Keine Angst vor den Spritzen
Viele Diabetes-Betroffene sind Insulinspritzen gegenüber skeptisch. Bedenken wie Gewichtszunahme oder Unterzuckerungen halten sich hartnäckig. Ein Diabetes-Arzt ordnet ein, was wirklich stimmt.
aktualisiert am 8. November 2018 - 09:13 Uhr
«Wenn Sie meine Anweisungen nicht befolgen, werden Sie über kurz oder lang Insulin spritzen müssen!» – diese unbedachte Aussage bekommen Diabetes-Betroffene leider manchmal von ihrem Arzt zu hören. Da ist es verständlich, dass eine Insulintherapie abgelehnt wird, wenn Insulin als Strafe angedroht worden ist.
Manche Menschen mit Typ-2-Diabetes weigern sich denn auch zunächst kategorisch, einen Versuch mit Insulin zu unternehmen. Die Liste der Vorbehalte ist lang:
- Insulin ist eine Einbahnstrasse (stimmt nur teilweise)
- Insulin schränkt die Bewegungsfreiheit zeitlich, örtlich und sozial ein (stimmt nicht)

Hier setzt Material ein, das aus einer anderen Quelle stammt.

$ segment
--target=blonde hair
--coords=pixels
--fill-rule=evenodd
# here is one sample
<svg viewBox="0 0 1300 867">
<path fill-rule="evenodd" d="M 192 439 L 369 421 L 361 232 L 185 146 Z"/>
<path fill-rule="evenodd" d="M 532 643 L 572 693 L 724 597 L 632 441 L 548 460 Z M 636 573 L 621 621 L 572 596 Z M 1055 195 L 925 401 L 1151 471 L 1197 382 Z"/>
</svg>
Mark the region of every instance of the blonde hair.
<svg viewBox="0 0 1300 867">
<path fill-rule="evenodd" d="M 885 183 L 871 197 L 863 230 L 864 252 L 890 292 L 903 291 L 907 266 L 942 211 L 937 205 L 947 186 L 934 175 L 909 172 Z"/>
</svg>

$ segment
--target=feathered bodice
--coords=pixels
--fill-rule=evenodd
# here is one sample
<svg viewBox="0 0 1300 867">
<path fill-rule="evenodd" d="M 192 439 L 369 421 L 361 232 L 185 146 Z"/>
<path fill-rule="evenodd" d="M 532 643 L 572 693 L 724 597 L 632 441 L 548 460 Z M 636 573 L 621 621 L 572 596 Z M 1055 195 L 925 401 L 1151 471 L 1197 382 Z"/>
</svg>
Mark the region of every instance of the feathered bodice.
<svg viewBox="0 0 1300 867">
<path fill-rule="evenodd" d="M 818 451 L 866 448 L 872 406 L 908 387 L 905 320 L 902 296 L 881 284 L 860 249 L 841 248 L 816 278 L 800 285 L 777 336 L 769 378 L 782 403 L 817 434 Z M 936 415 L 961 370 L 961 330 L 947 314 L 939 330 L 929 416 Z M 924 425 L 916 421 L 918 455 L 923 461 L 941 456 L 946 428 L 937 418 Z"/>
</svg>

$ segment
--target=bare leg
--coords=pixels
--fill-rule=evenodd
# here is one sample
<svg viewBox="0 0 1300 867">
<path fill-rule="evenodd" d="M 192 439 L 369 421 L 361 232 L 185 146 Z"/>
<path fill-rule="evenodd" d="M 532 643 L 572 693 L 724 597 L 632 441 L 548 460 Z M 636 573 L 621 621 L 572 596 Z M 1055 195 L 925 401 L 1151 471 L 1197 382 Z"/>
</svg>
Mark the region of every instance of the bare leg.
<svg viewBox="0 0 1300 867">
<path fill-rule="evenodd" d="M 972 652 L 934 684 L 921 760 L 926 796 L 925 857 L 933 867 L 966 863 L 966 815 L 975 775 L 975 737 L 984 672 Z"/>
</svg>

- Insulin zu spritzen bedeutet, einen schweren Diabetes zu haben (trifft nicht zu)
- Insulin verursacht Hunger (stimmt nur teilweise)
- Insulin macht dick (stimmt teilweise)
- Insulin verursacht Unterzuckerungen (trifft nicht zu)
- Insulin ist die Strafe für begangene (Diät-) Sünden (stimmt nicht)
- Insulin ist nichts für alte Leute (stimmt nicht)
- Zur Umstellung auf Insulin muss man ins Spital (stimmt nicht)
- Insulin bedeutet genaueres Kontrollieren und Einhalten von Nahrungsanweisungen (trifft teilweise zu)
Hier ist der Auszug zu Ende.